Yürüyemeyen Sampras Nasıl Şampiyon Oldu?

 

 Pete Sampras, Wimbledon ikinci turunda Karol Kucera ile ilk iki seti paylaştıktan sonra üçüncü sette 5-2 öndeydi. Efsane, arka bahçesinde sıradan bir galibiyete doğru gidiyordu. Zaten aksi beklenebilir miydi? Öyle ya son yedi yılın altısında ananaslı kupayı müzesine götürmüştü Birleşik Amerikalı. Ancak tam da bu anda hiç hesapta olmayan bir şey yaşandı. Uzun bir sağlık molası kullandı Sampras. Maçı sürprize izin vermeden kazandı ama karşılaşma sonrası soluğu doktorunun yanında aldı.

 Yürümekte bile güçlük çeken efsaneye acı haber "Dizini daha fazla hırpalamamalısın." sözleriyle veriliyordu. Fakat o turnuvaya Roy Emerson'ın 12 Grand Slamlik rekorunu kırma parolasıyla gelen Sampras için çekilmek gibi bir ihtimal söz konusu değildi. Formül hemen bulundu. Pistol Pete'e her maç öncesi ağrı kesici iğne vurulması kararlaştırıldı.

 Sampras, o yıl Wimbledon'da maçlardan arta kalan zamanlarını kendi kiraladıkları evde televizyonda dizi seyrederek geçiriyordu. Ayağa yalnızca tuvalete gitmek için kalkıyordu. Finale kadar hiçbir karşılaşmaya antrenman yapmadan çıktı. Ne var ki şampiyonluk maçında kendisini o turnuvada daha önce karşılaştığı oyuncuların hiçbirine benzemeyen birisi bekliyordu.

 1998 ve 1999'un Amerika Açık şampiyonu Patrick Rafter, dönemin geçer akçesi olan servis-vole stilini en iyi uygulayan raketlerden biriydi. Hatta file önünde Sampras'tan daha iyi dokunuşlara sahip olduğunu söylemek yanlış olmazdı. Bunun farkında olan Sampras, dev randevudan önce "Gidip biraz topa vuracağım." diyerek korta doğru yol aldı ama nafile. 10-15 dakika sonra ağrıdan öldüğünü söylerek raketi bırakıyordu.

 Wimbledon merkez kortundaki büyük gün de Sampras için çok kötü başlıyordu. Daha üstün olduğu açılış setini tie-break'te yaptığı çift hatayla kaptırdı. İkinci setin tie-break'inde de 4-1 geriye düşen dünya 1 numarası, bir çuval inciri berbat etmek üzereyken üst üste beş puan alıp set puanını yakaladıktan sonra müthiş bir duygu patlaması yaşıyor ve mücadeleye dengeyi getiriyordu.
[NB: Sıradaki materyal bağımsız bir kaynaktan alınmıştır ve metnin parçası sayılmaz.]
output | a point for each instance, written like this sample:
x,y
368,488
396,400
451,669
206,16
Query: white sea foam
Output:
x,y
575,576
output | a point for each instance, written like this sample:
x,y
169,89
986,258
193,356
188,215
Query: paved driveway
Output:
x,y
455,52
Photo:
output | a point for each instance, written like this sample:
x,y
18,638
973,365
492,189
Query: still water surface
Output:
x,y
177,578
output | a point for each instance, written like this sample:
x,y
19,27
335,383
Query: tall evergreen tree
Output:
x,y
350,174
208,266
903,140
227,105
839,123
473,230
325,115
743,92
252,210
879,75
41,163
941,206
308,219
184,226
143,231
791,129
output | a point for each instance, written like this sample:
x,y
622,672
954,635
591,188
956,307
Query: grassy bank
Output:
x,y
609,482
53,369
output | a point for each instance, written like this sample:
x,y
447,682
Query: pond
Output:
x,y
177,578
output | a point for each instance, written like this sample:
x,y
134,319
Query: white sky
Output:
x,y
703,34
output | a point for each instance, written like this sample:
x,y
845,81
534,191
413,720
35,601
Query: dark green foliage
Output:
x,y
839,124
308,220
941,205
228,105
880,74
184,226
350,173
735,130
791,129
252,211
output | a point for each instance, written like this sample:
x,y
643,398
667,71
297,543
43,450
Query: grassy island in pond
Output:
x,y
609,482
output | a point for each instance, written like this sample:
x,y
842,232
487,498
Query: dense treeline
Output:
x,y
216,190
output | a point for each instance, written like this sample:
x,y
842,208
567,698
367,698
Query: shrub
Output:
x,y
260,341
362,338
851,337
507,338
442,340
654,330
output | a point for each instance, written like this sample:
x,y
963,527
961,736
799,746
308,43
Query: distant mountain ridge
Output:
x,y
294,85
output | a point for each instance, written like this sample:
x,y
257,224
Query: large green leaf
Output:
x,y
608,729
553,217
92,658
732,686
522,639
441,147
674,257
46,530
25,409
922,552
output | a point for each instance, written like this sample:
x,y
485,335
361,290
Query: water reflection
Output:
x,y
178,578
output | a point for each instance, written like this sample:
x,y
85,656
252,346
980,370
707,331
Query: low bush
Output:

 Maçta rakibinin servisini ilk kez 10'uncu şansında kırmayı başarabilen (Bir yerden tanıdık geldi mi?) Sampras, daha sonrasında arkasına bakmıyor ve yerel saatle 20.57'de tarihin en büyük oyuncusu olarak kayıtlara geçiyordu. Şampiyonluk puanının ardındansa kendisini bekleyen büyük bir sürprizle karşılaşacaktı 13 Grand Slam şampiyonu.

 Türkiye ve dünyadaki pek çok tenisçi ebeveyninin aksine kendini öne çıkarmaktan zinhar hoşlanmayan ve bu yüzden de o güne kadar oğullarının hiçbir maçına gelmeyen Sampras ailesi, müstakbel gelinleri Bridgette Wilson'ın daveti üzerine apar topar Londra'ya uçarken tek bir şart koşmuştu: "Pete'i asla meşgul etmeyeceğiz ve kesinlikle oyuncu locasında oturmayacağız."

 Filedeki tokalaşmadan sonra "Ailem nerede?" diye soran Sampras'a yolu gösteren kişiyse antrenörü Paul Annacone oldu. Anne ve babasıyla kucaklaştıktan sonra yedinci Wimbledon kupasını havaya kaldıran efsane, kutlama partisinden sonra soluğu 10 gün boyunca oturmaktan başka bir şey yapmadığı kiralık dairede aldı. Kravatını gevşetip ayakkabılarını da fırlatan Sampras, üstündeki smokine rağmen uzandığı koltukta bedeninden kalkan yükün verdiği dayanılmaz hafifliğinin tadını çıkarıyordu.